A group named OnionDog has been infiltrating and stealing information from the energy, transportation and other infrastructure industries of Korean-language countries, researchers said.
OnionDog’s first activity traces back to October, 2013 and in the following two years it was only active between late July and early September, said researchers at the Helios Team at 360 SkyEye Labs.
As an attack scenario, OnionDog malware transmits by taking advantage of the vulnerability of the popular office software Hangul in Korean-language countries, and it attacked network-isolated targets through a USB worm.
OnionDog concentrated its efforts on infrastructure industries in Korean-language countries, researchers said. In 2015 this organization mainly attacked harbors, VTS, subways, public transportation and other transportation systems.
In 2014 it attacked electric power and water resources corporations as well as other energy enterprises.
The Helios Team found 96 groups of malicious code, 14 C&C domain names and IP related to OnionDog. It first surfaced in October 2013, and was most active in the summers of the following years. The Trojan set its own “active state” time, the shortest of which was three days and the longest of 29 days. The average life cycle is 15 days, which makes it more difficult for victims to notice and take actions than those active for longer period of time.

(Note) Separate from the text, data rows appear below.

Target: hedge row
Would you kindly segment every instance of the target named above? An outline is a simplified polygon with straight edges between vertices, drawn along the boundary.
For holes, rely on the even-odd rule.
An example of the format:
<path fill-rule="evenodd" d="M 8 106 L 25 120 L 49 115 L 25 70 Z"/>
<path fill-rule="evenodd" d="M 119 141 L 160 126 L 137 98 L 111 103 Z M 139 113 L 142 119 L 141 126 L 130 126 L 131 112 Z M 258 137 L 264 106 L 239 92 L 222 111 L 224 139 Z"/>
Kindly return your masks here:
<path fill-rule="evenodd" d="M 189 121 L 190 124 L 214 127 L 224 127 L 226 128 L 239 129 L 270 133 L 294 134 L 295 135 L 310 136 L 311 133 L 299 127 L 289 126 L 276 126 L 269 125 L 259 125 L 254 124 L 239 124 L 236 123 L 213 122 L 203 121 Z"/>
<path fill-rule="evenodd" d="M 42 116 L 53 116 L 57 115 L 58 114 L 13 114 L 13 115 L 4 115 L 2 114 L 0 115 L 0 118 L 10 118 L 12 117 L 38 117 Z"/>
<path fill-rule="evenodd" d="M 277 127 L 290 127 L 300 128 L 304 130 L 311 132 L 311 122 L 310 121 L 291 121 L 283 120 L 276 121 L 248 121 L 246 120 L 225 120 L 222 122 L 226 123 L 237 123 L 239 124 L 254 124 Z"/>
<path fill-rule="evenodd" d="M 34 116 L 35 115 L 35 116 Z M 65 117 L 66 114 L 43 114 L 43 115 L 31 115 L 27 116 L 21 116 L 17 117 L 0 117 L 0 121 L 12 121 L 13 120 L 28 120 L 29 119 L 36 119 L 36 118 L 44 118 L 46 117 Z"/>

OnionDog’s attacks are mainly carried out in the form of spear phishing emails. The early Trojan used icons and file numbers to create a fake HWP file (Hangul’s file format). Later on, the Trojan used a vulnerability in an upgraded version of Hangul, which imbeds malicious code in a real HWP file. Once the file opens, the vulnerability will trigger to download and activate the Trojan.
Since most infrastructure industries, such as the energy industry, generally adopt intranet isolation measures, OnionDog uses the USB disk drive ferry to break the false sense of security of physical isolation – or air gap.
In the classic APT case of the Stuxnet virus, which broke into an Iranian nuclear power plant, the virus used an employee’s USB disk to circumvent network isolation. OnionDog also used this channel and generated USB worms to infiltrate the target internal network.
When the OnionDog Trojan releases it communicates to a C&C (Trojan server), download other malware and save them in the %temp% folder and use “XXX_YYY.jpg” uniformly as the file name. These names have their special meaning and usually point to the target.
All signs show that OnionDog has strict organization and arrangement across its attack time, target, vulnerability exploration and utilization, and malicious code. At the same time, it is very cautious about covering up its tracks, researchers said.
In 2014, OnionDog used many fixed IPs in South Korea as its C&C sites. Of course, this does not mean the attacker is in South Korea. These IPs could be puppets and jumping boards. By 2015, OnionDog website communications were upgraded to Onion City across the board.
In view of OnionDog’s pattern of activity, researchers said it is likely they will find a new round of attacks this summer. The relevant threat intelligence and technical analysis report will go up on 360’s Intelligence Center.